The problems of proteinuria measurement in urine with presence of Bence Jones protein

ArticleinClinical biochemistry 44(5-6):403-5 · February 2011with20 Reads
Impact Factor: 2.28 · DOI: 10.1016/j.clinbiochem.2011.01.008 · Source: PubMed
Abstract

Protein concentration measurement in the urine can be problematic in the presence of Bence Jones protein. We have carried out an external quality control assessment with the participation of 79 clinical biochemistry laboratories from the Czech Republic and Slovakia. The laboratories received a reference urine sample obtained from a patient with multiple myeloma and lambda free light chain proteinuria and were asked to type the paraprotein using immunofixation and to measure total urinary protein using their established method, most commonly turbidimetry, pyrogallol red assay, and biuret assay.
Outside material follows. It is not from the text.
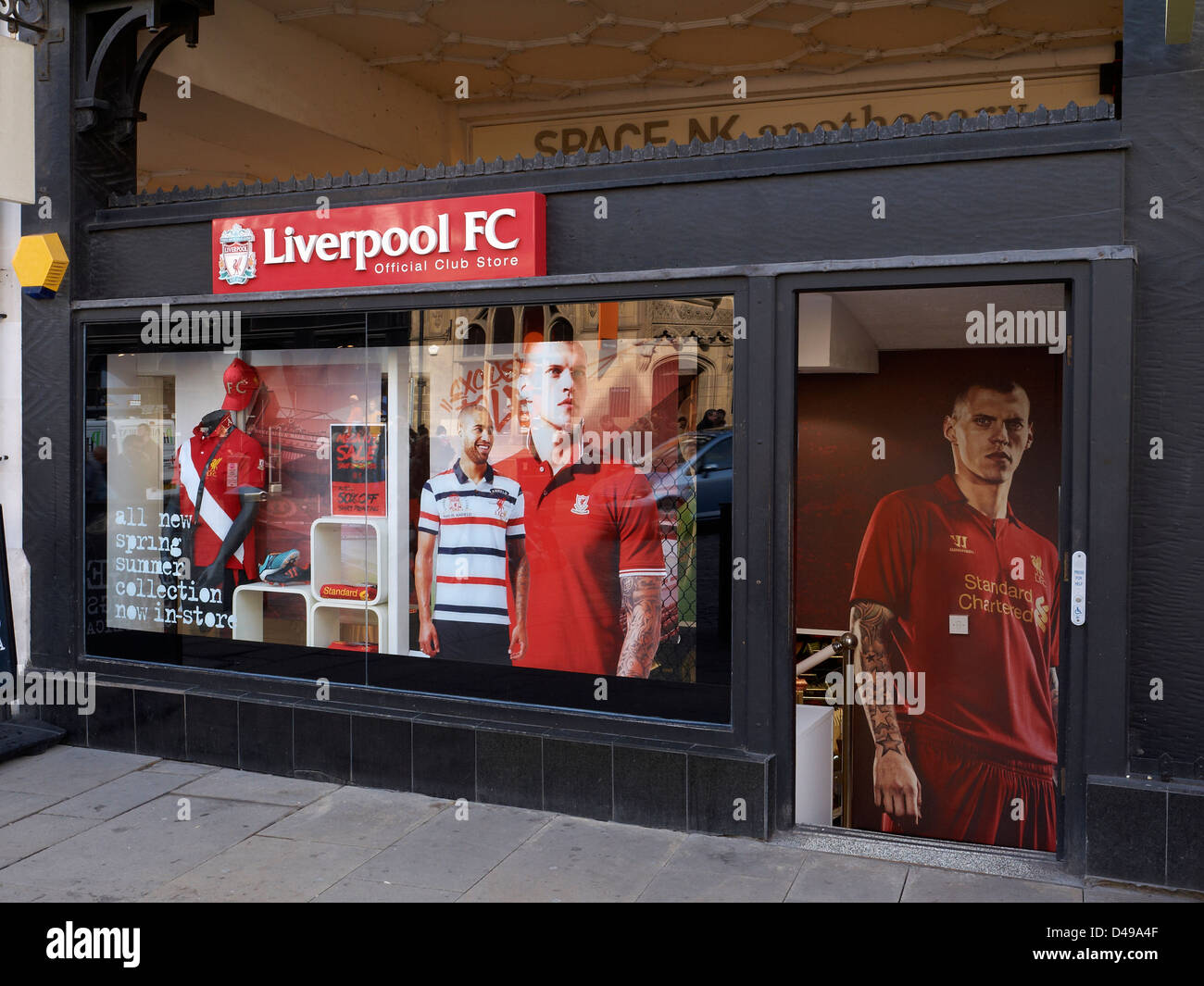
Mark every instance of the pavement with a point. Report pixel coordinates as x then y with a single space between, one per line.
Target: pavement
80 824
There was a very wide inter-laboratory variability in the protein concentration readouts with up to three-fold difference in some cases. High-resolution two-dimensional electrophoresis and linear mass spectrometry showed that a high proportion of the urinary paraprotein was composed of lambda light chain fragments with molecular weight of 12kDa. Our results highlight the challenges of reliable and reproducible measurement of urinary protein concentration in the presence of Bence Jones protein.